We just had our third major winter storm here on Cape Cod with winds gusting up to 60 mph and a mixture of rain and snow spitting down from the sky. Not the ideal weather for taking the dog out, but perfect for diving into a big bowl of steaming hot soup. A bag of French lentils, or lentils du Puy,  have been staring me in the face for weeks.


Once I discovered these little green beauties, which are grown in the Le-Puy-en-Velay commune in the Haute Loire department of south-central France, I've never used any others. They remain firm after cooking and have a nutty flavor that I quite enjoy. While they're perfect for soup, they're also a nice addition to a salad, and I've used them to make Nepalese Dal.
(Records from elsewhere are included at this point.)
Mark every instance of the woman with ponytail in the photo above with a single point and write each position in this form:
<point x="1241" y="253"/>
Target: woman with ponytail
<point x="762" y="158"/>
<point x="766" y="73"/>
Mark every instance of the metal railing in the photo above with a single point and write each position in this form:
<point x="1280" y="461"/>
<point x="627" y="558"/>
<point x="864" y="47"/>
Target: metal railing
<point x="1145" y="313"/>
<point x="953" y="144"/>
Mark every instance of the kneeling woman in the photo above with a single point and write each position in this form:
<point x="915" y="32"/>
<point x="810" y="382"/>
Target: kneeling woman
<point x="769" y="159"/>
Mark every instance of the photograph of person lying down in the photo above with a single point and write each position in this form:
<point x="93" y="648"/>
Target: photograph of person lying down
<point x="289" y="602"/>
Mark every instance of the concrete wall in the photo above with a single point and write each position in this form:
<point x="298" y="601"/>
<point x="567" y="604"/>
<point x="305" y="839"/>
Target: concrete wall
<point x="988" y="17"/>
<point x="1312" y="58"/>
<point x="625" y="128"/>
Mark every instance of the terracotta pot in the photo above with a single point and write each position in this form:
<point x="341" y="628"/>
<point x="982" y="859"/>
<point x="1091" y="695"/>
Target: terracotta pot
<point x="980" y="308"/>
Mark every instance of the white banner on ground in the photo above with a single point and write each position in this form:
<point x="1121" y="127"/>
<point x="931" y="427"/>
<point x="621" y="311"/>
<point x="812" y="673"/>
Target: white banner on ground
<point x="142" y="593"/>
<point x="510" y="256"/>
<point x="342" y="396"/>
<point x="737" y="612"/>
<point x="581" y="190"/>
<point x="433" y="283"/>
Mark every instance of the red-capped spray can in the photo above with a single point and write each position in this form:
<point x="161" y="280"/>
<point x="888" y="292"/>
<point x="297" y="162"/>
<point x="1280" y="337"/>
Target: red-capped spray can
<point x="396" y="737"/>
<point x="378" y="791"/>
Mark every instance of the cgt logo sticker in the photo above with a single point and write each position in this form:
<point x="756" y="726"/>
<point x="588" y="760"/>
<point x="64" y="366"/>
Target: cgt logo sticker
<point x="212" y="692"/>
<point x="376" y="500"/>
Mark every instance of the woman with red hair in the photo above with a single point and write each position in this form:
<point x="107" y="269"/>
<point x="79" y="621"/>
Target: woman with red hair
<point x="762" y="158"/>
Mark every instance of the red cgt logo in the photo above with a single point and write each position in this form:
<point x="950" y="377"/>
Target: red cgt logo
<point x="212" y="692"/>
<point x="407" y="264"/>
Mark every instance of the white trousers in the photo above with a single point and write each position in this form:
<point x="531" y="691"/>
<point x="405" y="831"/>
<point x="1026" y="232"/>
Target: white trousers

So as Mother Nature unleashed yet another storm on the Northeast, this hearty soup made it just a little bit easier to bear.

French Lentil Vegetable Soup
Serves 6-8
1 yellow squash (cut into 1/2 inch cubes)
1 zucchini (cut into 1/2 inch cubes)
1/2 white onion (diced)
1/4 of a buttercup or butternut squash (cut into 1/2 inch cubes)
2 carrots (diced)
2 large leaves of kale (chopped)
1 quart (32 oz or 946ml) vegetable stock
1.5 cups of leftover red sauce (I had some homemade marinara on hand. You could also use peeled, chopped tomatoes)
2 cups of water
1.5 teaspoons dry basil
1.5 teaspoons curry powder
1.5 teaspoons chili powder
1 teaspoon ground cumin
Salt and pepper, to taste

Cooking the lentils: Bring 3 cups of water to a boil and add 1 cup of French lentils. Simmer over medium heat until the lentils are tender. Add a teaspoon of salt to the water (after they're finished cooking as this keeps the legumes tender) and allow to sit for a few minutes.

Dice the onion, cut the buttercup squash into 1/2 inch cubes (peel first if using butternut). Add a tablespoon of olive oil to your soup pot, then add the onions, carrots and buttercup squash. Allow to cook for 5 minutes. Add the spices plus 1 teaspoon of salt. Cook for another 3 minutes. Toss in the yellow and zucchini squash, then add the stock, tomato sauce and water. Cook over low to medium heat (gentle boil) for 15 minutes. Drain the lentils and add to the soup with the chopped kale. Allow to simmer another 5 minutes, add salt and pepper to taste, then serve.

Soup toppings:
We added crumbled goat cheese and roasted rosemary cashews, which give the soup a tangy flavor and nutty crunch.